You’re already a consumer of Afrofuturist art, though you may not know it.
On either television or YouTube, you’ve likely seen the transfixing commercial for Apple AirPods, featuring “Down” by Marian Hill, with acting by Lil Buck, who begins his footwork on the street but soon steps into the air, moving along invisible walls and waves of sound. His dance — and Hill’s music — envision a world in which Blackness floats free of the constraints and violence that so often weigh it down today. And this freedom, enabled by technology and the fundamental belief that black life matters, is one definition for what has become a big, encompassing, and increasingly important term: Afrofuturism.
Despite its sudden explosion in popular culture, with exhibits and events at the New York Public Library, the Harlem Studio Museum, and the Whitney Museum of American Art, articles in the New York Times, Huffington Post and Ebony, and a plethora of recent books on the subject, Afrofuturism is not a new phenomenon, but arguably as old as black American culture itself. Speculative fictions of slaves traveling home and the technology of drums sounding out stories of freedom are its early manifestations. And more recently, its practitioners range widely, from writers like W.E.B. Du Bois, Samuel Delaney, Nalo Hopkinson and Octavia Butler, to musicians Sun Ra, Miles Davis, Erykah Badu, and Janelle Monáe.
But Afrofuturism is more than art, and even more than art that means something: it’s an expression of politics as well. It gives form in the present to black visions for the future, ones that often repair an unredressed past. So when Rihanna was cast as Tomorrow in W Magazine and MOMA’s PS1 had a big Afrofuturist party, when black Americans find their ways into the world of science fiction in shows like Sense 8 and Luke Cage, we are witnessing not only a shift in popular aesthetics, but more importantly, of black Americans populating a future that New York Times fashion writer Ruth La Ferla claims “has long been the province of […] mostly white counterparts.” In other words, we are watching the future change in the present.
Indeed, seeing black Americans in the future or even the technologically-focused present of our daily lives matters. In her co-edited book of short Afrofuturist stories by political organizers and activists, Walida Imarisha insists that just being black and alive is to be an Afrofiction, that “for those of us from communities with historic collective trauma, we must understand that each of us is already science fiction walking around on two legs. Our ancestors dreamed us up and then bent reality to create us.” And she is spot on. In a world in which African Americans constitute nearly 1 million of the 2.3 million prison population, 40 percent of African American males between the ages of 15-34 who died were murdered, and more than 26% of African Americans live below the poverty line, Afrofuturist art and politics become a conduit to another galaxy in which Blackness survives — and a way of articulating the urgency of real black freedom.

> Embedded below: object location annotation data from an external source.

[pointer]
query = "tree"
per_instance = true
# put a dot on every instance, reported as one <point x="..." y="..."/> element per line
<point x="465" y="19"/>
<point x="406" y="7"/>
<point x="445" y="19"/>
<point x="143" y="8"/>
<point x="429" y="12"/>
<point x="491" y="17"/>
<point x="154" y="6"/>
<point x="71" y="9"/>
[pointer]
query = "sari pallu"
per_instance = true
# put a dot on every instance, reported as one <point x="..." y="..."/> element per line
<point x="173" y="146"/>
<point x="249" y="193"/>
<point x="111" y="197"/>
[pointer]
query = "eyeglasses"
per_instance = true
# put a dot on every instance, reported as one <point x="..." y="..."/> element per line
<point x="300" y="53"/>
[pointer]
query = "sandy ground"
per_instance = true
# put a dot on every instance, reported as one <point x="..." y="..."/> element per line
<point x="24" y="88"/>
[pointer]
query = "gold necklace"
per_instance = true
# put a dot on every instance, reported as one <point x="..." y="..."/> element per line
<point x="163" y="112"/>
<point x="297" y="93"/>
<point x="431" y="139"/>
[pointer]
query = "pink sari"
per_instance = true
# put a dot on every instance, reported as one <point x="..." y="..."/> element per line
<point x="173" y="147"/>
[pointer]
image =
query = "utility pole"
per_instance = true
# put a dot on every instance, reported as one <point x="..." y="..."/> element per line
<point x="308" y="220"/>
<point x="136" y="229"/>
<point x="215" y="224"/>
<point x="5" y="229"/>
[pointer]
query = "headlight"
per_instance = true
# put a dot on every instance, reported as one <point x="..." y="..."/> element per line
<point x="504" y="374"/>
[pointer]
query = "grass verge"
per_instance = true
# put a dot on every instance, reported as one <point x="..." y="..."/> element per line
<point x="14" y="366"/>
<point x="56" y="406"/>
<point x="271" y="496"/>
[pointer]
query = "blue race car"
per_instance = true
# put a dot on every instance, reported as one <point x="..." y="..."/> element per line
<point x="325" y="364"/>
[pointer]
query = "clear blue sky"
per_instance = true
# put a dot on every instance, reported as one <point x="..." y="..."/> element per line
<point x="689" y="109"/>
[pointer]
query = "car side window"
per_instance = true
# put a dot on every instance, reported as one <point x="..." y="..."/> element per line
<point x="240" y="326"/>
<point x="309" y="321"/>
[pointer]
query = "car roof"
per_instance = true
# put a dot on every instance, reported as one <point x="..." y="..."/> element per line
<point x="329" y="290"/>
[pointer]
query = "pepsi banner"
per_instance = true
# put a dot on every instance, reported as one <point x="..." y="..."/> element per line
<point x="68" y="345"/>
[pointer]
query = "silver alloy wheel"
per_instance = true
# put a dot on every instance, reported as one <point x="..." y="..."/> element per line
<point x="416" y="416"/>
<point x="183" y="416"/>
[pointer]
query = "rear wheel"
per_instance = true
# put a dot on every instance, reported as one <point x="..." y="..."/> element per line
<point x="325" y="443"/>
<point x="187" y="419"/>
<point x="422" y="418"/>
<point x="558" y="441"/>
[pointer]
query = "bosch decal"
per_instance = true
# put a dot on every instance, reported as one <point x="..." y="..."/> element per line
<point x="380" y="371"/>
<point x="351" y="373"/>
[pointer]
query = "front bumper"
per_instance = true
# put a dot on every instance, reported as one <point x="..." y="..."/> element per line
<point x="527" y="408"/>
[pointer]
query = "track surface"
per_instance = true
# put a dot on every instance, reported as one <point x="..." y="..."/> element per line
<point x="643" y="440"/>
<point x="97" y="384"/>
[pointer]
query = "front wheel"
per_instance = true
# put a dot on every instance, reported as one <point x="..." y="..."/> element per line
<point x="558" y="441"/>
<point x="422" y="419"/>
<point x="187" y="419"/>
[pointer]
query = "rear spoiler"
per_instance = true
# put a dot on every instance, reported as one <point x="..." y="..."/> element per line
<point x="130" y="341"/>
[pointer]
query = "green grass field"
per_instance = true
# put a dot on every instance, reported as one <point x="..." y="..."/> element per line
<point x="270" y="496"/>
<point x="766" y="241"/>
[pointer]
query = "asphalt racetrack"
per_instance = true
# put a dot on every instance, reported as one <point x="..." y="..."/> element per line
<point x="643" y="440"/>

What would this freedom look like? Perhaps it’s in the Egyptian-inspired headpieces and clothing Sun Ra wore during his musical performances or his cult film, Space Is the Place; or, closer to home, we might find it in a bulletproof black male character like Luke Cage whose superpower is being immune to public will to end black lives. Or, perhaps it is insisting on a tomorrow for a people whose past has been written out.
Afrofuturist scholarship and art remind us that it’s all at once an issue of representation, access, and imagination. Blackness in the future is alive, with access to technology, knowledge, and power, they can make real what today is only a vision of a life-sustaining world for black peoples.